Senior Economist at UOB Group Alvin Liew comments on the latest Industrial Production figures in Singapore.
“Singapore’s industrial production (IP) came in below expectations for the second month in a row as it declined by -2.3% m/m SA in Jul, which translated to a weaker growth of 0.6% y/y, matching the low print recorded in Jan 2022 (from the revised Jun readings of -8.0% m/m, 2.6% y/y) and fell short of Bloomberg survey estimates but perhaps closer to UOB’s internal estimates.”
“The weaker IP result for Jul was due to 6.3% y/y contraction in electronics output and a 25.7% y/y fall in pharmaceutical production while the main sources of IP growth were from the continued expansions in transport engineering (18.6% y/y), general manufacturing (14.6% y/y), and precision engineering (13.9% y/y), and a surprise rebound in chemicals (5.3% y/y), more than offsetting the drags from electronics and pharmaceuticals.”

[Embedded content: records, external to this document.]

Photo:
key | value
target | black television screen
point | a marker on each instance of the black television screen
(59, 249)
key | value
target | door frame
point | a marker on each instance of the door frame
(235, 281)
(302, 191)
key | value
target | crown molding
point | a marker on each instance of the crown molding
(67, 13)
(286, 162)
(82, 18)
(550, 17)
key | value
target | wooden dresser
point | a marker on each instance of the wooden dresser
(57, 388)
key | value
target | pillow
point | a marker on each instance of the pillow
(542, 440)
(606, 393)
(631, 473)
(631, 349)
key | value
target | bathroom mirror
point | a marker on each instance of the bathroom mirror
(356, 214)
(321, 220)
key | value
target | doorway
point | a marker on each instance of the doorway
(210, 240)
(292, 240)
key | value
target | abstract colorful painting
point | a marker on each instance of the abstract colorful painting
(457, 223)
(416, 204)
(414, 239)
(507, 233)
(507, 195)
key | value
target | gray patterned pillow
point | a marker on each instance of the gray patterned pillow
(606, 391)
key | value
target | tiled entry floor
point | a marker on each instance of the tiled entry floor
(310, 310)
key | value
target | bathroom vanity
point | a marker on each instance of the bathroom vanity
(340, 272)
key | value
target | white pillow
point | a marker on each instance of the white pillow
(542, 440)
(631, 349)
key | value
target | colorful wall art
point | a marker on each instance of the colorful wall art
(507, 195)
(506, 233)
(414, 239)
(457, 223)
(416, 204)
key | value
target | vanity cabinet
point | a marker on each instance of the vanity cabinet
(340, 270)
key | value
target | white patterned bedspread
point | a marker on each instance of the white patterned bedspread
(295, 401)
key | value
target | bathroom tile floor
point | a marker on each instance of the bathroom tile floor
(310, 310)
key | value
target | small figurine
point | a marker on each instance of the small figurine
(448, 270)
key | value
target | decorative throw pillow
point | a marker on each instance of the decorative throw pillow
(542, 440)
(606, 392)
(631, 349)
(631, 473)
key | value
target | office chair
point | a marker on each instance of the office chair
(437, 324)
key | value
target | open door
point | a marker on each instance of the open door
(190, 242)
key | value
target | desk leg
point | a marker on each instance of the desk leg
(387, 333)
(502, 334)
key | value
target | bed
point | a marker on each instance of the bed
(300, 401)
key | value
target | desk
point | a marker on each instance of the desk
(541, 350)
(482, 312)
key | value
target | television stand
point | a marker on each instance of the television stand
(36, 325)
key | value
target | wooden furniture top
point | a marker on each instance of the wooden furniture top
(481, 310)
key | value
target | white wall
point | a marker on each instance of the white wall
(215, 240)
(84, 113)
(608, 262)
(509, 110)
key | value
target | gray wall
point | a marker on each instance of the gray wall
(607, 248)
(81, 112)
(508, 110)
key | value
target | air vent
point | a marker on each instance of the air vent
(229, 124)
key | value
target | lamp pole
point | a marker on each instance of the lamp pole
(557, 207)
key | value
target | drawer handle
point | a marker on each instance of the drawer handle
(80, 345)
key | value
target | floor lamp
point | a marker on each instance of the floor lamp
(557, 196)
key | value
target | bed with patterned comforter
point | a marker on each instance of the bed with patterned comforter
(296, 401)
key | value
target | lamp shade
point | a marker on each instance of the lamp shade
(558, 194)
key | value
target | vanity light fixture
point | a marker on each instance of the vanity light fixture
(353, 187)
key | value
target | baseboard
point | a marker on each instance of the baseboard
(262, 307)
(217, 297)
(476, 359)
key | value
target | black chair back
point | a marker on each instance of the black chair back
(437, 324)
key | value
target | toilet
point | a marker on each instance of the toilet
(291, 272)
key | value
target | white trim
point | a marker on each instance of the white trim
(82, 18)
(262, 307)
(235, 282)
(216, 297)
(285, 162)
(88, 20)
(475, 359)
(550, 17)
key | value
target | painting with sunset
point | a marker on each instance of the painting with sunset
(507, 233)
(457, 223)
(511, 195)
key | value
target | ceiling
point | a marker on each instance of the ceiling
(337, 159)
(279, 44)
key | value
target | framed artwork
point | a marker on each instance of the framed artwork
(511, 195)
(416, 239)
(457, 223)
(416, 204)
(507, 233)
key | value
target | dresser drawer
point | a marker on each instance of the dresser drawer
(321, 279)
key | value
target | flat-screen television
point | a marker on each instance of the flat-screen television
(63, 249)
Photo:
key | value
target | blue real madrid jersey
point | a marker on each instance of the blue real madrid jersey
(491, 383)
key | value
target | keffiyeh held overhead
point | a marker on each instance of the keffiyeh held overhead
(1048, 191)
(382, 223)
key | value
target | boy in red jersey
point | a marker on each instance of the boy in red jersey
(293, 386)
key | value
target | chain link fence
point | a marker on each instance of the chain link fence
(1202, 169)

“Accounting for the Jul’s increase, Singapore’s IP expanded 4.9% in the first seven months of 2022. We continue to be cautiously positive on the outlook for transport engineering, general manufacturing, and precision engineering, to drive overall IP growth but we are now also cognizant about a potentially much slower electronics performance in the remaining months of 2022. We maintain our IP growth forecast at 4.5% in 2022 (from 13.2% in 2021) but we note the increased risk of a weaker IP trajectory due to the faltering outlook for electronics. In the same vein, our full year 2022 and 2023 GDP growth forecasts are also unchanged at 3.5% and 2% respectively but the manufacturing outlook indicates the risk to our growth outlook is on the downside, as well. In addition, another dampener to headline growth is the relatively higher base levels for the rest of 2022, as IP expanded by double digit growth rates between May and Dec 2021 (except for Sep 2021).”